Suara-suara di pagi hari bagai harmoni sebuah orkestrasi. Mulai dari bel tukang sayur yang menjajakan dagangannya menggunakan sepeda, sekumpulan ayam yang tengah mencari makanan, suara ibu-ibu tua menyapu jalanan hingga mangkuk tukang bubur.

            Keriuhan ini menjadi rutinitas yang tentu saja dialami banyak orang, termasuk Rizka, seorang ibu muda dengan satu anak bernama Cantika yang masih duduk di bangku TK B dan suaminya, Fauzan, seorang wirausaha di bidang penerbitan.

            Setelah 5 tahun menjalankan kehidupan seperti ini, tahun ini dirasa menjadi tahun terberat dan “luar biasa”, sejak kedatangan virus Corona.Tak ada lagi me time dan waktu senggang di rumah, tak bisa sering-sering pergi keluar bersama anak dan suami di akhir pekan, bahkan berkunjung ke rumah orang tua pun menjadi sangat terbatas.

            Stay at home akibat pandemi menjadi perjuangan tersendiri, apalagi kalau sudah soal pembelajaran dan bekerja jarak jauh.

            “Bu!
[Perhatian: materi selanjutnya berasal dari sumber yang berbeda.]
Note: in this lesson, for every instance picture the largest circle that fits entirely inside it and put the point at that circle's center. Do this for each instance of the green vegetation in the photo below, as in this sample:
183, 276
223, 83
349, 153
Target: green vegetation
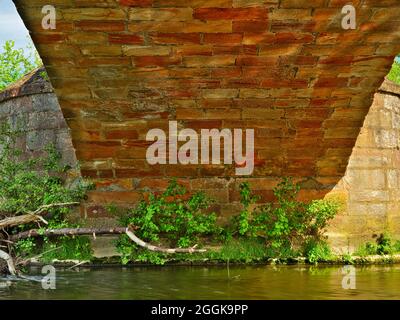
384, 245
394, 74
15, 63
281, 230
175, 217
27, 184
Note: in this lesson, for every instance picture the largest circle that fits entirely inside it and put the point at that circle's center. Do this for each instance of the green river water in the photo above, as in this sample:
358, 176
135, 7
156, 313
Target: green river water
178, 282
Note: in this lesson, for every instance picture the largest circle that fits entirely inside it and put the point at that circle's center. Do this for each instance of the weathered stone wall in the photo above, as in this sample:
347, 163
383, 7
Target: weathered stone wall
371, 185
283, 67
31, 105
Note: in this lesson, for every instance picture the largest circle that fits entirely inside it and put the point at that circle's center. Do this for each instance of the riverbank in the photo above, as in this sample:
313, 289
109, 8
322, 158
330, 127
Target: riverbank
195, 261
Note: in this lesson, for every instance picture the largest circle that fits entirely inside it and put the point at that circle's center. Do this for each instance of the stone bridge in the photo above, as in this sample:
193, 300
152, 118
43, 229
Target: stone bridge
285, 68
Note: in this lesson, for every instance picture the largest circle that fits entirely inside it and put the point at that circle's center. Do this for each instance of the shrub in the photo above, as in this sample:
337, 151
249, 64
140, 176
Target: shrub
173, 217
317, 251
15, 63
27, 183
286, 222
394, 74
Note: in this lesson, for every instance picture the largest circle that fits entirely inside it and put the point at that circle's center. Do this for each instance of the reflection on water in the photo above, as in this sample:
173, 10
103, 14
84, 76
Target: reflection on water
247, 282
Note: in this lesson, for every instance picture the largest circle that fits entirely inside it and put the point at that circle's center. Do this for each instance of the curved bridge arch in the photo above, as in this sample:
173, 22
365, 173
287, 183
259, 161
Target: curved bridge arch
284, 67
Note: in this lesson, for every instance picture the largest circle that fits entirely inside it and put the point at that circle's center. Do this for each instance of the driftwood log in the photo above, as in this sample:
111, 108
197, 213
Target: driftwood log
32, 216
96, 231
36, 216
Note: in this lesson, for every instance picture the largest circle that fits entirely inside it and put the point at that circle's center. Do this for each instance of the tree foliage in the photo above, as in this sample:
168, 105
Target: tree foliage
15, 63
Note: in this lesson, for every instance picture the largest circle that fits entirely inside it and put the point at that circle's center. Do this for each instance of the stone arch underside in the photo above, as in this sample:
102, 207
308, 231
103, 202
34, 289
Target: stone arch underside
286, 68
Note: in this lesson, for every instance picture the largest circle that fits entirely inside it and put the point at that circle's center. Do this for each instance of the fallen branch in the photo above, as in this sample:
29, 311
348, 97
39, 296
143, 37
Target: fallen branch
93, 231
10, 262
32, 216
150, 247
34, 233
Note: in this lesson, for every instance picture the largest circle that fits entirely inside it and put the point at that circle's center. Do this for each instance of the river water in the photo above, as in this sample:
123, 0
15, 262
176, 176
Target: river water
238, 282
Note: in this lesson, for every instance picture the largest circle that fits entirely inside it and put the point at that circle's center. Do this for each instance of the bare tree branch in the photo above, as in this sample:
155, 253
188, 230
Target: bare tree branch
32, 216
93, 231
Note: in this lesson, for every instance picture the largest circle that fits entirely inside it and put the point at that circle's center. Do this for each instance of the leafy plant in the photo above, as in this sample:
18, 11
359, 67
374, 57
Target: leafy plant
173, 217
27, 183
367, 249
317, 251
288, 221
394, 74
15, 63
384, 244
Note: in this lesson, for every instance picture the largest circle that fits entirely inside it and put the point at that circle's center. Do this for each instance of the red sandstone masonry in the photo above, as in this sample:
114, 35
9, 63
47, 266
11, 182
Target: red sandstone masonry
283, 67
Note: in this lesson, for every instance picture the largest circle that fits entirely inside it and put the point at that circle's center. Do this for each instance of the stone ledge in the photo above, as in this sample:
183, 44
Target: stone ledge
390, 87
32, 83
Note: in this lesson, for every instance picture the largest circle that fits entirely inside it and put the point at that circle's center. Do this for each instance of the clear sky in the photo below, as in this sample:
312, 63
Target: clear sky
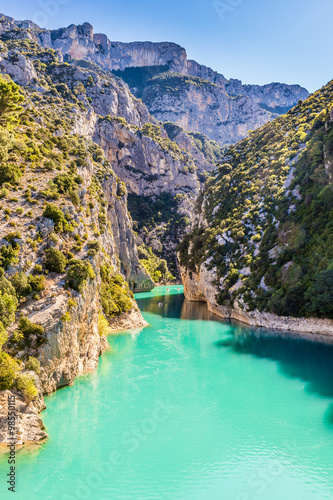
257, 41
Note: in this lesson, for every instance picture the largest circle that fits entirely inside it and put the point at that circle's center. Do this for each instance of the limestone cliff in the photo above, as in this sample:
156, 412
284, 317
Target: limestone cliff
220, 108
260, 247
200, 287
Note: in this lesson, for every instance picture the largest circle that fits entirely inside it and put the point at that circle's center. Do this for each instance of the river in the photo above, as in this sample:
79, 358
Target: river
189, 408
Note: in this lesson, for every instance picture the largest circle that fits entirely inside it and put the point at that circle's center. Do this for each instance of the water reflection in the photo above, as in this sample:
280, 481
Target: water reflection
301, 358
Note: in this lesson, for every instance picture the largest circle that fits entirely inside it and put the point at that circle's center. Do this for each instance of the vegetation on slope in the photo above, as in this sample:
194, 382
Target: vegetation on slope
269, 209
50, 227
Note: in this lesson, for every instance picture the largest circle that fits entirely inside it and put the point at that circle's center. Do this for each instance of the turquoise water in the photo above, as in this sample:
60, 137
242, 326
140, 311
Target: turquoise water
189, 408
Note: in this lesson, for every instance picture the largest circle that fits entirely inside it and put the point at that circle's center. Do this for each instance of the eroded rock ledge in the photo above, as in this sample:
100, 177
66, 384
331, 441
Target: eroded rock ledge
198, 287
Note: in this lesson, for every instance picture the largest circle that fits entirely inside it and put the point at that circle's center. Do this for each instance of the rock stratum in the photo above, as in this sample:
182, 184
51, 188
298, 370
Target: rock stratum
260, 248
173, 87
96, 192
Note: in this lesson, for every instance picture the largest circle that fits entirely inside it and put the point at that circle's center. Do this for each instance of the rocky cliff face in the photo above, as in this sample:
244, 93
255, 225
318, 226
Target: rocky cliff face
259, 250
222, 109
201, 287
88, 230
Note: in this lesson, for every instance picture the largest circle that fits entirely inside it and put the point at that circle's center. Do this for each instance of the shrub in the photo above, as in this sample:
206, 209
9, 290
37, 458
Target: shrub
8, 371
8, 305
37, 283
78, 273
55, 260
21, 284
320, 295
27, 328
26, 384
38, 269
33, 364
8, 255
55, 213
9, 172
115, 296
3, 335
75, 199
121, 189
10, 100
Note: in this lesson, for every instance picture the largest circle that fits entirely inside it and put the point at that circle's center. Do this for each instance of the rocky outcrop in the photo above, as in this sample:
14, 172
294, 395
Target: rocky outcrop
203, 107
124, 240
18, 67
142, 164
200, 287
29, 427
129, 321
222, 109
275, 97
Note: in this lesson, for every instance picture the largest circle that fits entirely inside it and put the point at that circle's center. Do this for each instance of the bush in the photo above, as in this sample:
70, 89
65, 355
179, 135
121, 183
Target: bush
38, 269
103, 325
3, 335
55, 260
26, 384
37, 283
320, 295
9, 172
8, 305
75, 199
27, 328
115, 296
55, 213
33, 364
121, 189
8, 255
8, 371
21, 284
78, 273
66, 184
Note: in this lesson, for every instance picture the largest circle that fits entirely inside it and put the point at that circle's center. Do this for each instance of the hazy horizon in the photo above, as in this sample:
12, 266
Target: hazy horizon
233, 37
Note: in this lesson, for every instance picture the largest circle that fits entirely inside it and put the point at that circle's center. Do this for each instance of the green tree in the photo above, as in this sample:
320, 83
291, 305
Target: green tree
55, 260
10, 100
320, 295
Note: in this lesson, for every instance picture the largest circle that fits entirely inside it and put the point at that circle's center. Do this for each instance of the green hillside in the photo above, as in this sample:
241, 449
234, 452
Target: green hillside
269, 209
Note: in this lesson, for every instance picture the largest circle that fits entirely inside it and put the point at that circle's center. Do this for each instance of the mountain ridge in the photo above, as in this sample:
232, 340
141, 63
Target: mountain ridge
209, 114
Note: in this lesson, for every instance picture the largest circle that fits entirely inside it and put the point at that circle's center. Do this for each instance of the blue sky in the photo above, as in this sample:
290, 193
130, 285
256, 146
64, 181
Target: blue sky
257, 41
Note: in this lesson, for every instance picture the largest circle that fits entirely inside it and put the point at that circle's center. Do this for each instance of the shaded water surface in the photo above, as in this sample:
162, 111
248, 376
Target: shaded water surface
191, 407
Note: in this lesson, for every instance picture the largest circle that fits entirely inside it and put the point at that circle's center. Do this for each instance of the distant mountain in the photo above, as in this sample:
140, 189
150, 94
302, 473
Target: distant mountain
174, 88
262, 240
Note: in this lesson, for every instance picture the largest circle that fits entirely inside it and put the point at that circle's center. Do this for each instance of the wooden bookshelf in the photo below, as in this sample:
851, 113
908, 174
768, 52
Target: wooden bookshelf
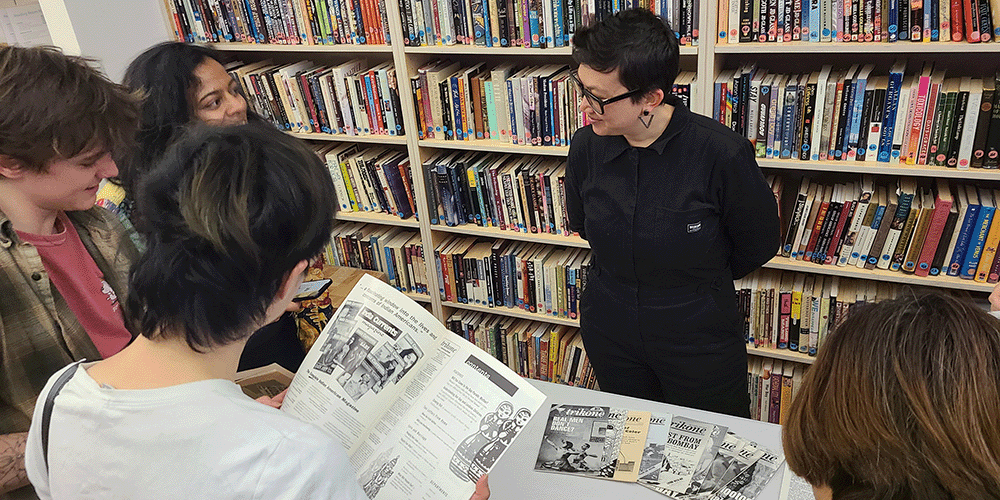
787, 264
901, 47
344, 48
445, 50
493, 232
876, 168
378, 218
398, 140
494, 147
516, 313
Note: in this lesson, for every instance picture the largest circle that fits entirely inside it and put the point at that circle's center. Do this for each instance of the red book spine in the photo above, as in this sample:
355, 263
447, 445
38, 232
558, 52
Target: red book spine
971, 20
774, 411
956, 21
816, 229
941, 209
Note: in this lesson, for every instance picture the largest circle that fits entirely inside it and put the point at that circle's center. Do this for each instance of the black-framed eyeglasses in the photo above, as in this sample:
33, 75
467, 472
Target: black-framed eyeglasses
596, 102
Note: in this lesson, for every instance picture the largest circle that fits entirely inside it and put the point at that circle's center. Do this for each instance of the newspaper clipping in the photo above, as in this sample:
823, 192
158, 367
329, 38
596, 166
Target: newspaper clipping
422, 412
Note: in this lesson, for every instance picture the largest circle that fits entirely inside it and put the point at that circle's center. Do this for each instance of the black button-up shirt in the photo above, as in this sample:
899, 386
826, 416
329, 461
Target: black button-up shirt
691, 207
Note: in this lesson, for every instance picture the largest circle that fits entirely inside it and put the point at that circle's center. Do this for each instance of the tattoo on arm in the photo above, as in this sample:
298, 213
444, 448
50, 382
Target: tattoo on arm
12, 472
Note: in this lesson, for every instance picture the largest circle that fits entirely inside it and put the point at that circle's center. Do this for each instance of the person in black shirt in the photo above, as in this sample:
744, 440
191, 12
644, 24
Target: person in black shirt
674, 207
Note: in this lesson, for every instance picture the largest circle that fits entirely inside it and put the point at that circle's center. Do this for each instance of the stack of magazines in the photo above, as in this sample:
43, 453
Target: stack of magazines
677, 456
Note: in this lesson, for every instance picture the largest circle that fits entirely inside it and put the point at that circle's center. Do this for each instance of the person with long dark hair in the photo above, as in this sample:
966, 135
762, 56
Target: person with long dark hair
674, 208
182, 85
232, 217
903, 401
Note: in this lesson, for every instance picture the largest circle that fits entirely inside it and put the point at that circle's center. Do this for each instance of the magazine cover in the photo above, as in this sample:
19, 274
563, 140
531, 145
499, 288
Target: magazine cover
653, 453
577, 439
749, 483
688, 440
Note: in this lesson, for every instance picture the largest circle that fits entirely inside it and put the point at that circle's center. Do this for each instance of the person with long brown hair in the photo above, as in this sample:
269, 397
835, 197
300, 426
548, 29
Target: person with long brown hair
903, 402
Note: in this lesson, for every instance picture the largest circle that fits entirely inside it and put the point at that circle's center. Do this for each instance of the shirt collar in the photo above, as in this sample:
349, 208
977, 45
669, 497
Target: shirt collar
90, 218
616, 145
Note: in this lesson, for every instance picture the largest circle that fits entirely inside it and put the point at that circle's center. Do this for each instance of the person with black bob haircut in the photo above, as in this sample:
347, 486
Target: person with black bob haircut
674, 208
184, 84
232, 217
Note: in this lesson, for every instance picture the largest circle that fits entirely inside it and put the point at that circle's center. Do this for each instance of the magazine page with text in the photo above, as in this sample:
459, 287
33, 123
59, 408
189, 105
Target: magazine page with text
422, 412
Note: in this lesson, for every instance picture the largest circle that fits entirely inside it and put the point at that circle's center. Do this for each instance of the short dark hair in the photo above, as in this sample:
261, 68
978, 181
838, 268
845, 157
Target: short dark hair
639, 44
902, 402
164, 74
56, 106
227, 214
Ini ‘udah ya aku siapin seragamnya”, ujar suara menggemaskan dari balik kamar.

            “Tunggu, sayang. Ibu nyuci sayur dulu. Kamu keringin badan aja dulu? Sekalian ambil laptop di meja belajar ya.”

            “Oke, Ibu!”

            “Beb”, sejurus kemudian Ayah muncul membawa cangkir kosong.

            “Ya” , jawab Ibu sekenanya sambil mematah-matahkan dahan kangkung dari batangnya.

            “Kopi yang semalam aku beli, di mana ya?”

“Itu cari aja di drawer, tempat biasa”

“Oh, di situ.”

“Eh, Yah, tolong dong. Itu mi-nya diaduk. Untuk sarapan Cantika.”

“Oke, Komandan…”

“Sekalian tuangin ke mangkuk ya, kasihin anaknya juga.”

“Siap, Bu Bos…”

Sementara Ibu dan Ayah mengerjakan pekerjaan di dapur, Cantika yang masih berusaha mengeringkan rambut dengan tubuh dibalut handuk, bernyanyi-nyanyi gembira. Tak perlu lama ia sudah mendapatkan seragam sekolah dari lemari baju.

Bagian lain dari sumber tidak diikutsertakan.